Het is opmerkelijk dat deze dieper gelegen goudmineralisatie in de mafische (gabbroïsche) sills en dikes relatief weinig pyriet bevat en slechts licht anomaal bismut, molybdeen, selenium en tellurium vertoont. Na het voltooien van boorgat 23MJ013 verplaatste de boorinstallatie zich naar de Centrale Zone (ongeveer 1,5 kilometer naar het westen), waar boorgat 23MJ014 ongeveer 100 meter naar het westen werd geplaatst), waar boorgat 23MJ014 ongeveer 100 meter ten noorden van het vorige boorgat 22MJ016 werd geplaatst. Deze boring was in een andere richting (NE) gericht om de aanwezigheid van kruisende structuren te testen, loodrecht op de noordoostelijke Mustajarvi Shear Zone (MSZ).

Alle vorige boorgaten in dit doel werden loodrecht op de MSZ geboord, maar gaten in de richting NE in het East Target stuitten op belangrijke crosscutting mineralisatie. Boorgat 23MJ014 onderschepte voornamelijk middelmatig gealbitiseerde tufstenen en mafische tufstenen met bewijs van breuken. Intervallen van meer intense alteratie en brecciatie die worden doorsneden door kwarts-pyriet en QCTP-aders zijn plaatselijk gemineraliseerd met goud over smalle breedtes.

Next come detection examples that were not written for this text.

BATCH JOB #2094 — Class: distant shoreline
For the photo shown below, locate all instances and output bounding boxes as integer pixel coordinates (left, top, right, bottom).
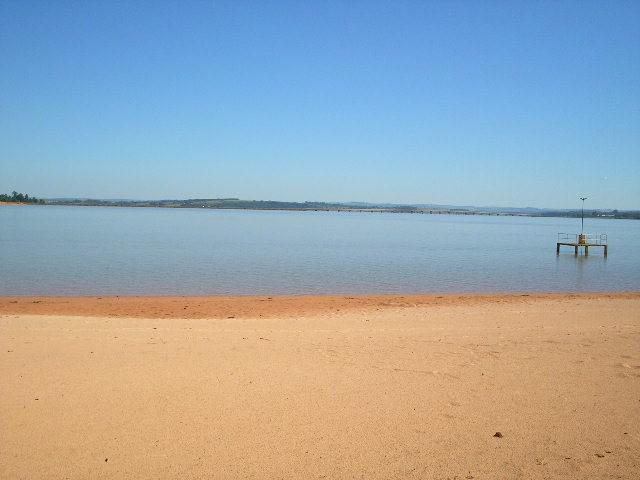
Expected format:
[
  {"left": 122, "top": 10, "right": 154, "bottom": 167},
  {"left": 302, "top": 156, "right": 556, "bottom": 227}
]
[{"left": 6, "top": 199, "right": 640, "bottom": 220}]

Eén van deze zones op 40,5-43,0 m diepte heeft 2,5 m met een gemiddelde van 0,86 g/t Au opgeleverd. Een aantal andere breukzones met aders bevatten 0,5 tot 1,56 g/t goud over smalle breedtes. De laatste boring, 23MJ015, werd bijna 400 meter ten oosten van boring 23MJ014 geplaatst en was gericht op een ongebruikelijke magnetische laag die in de grondmagnetische onderzoeken was gedetecteerd.

De boring werd volledig uitgevoerd in het ultramafische gesteente van de Savukoski-groep, met een paar dunne breukzones en geen significante goudgehaltes.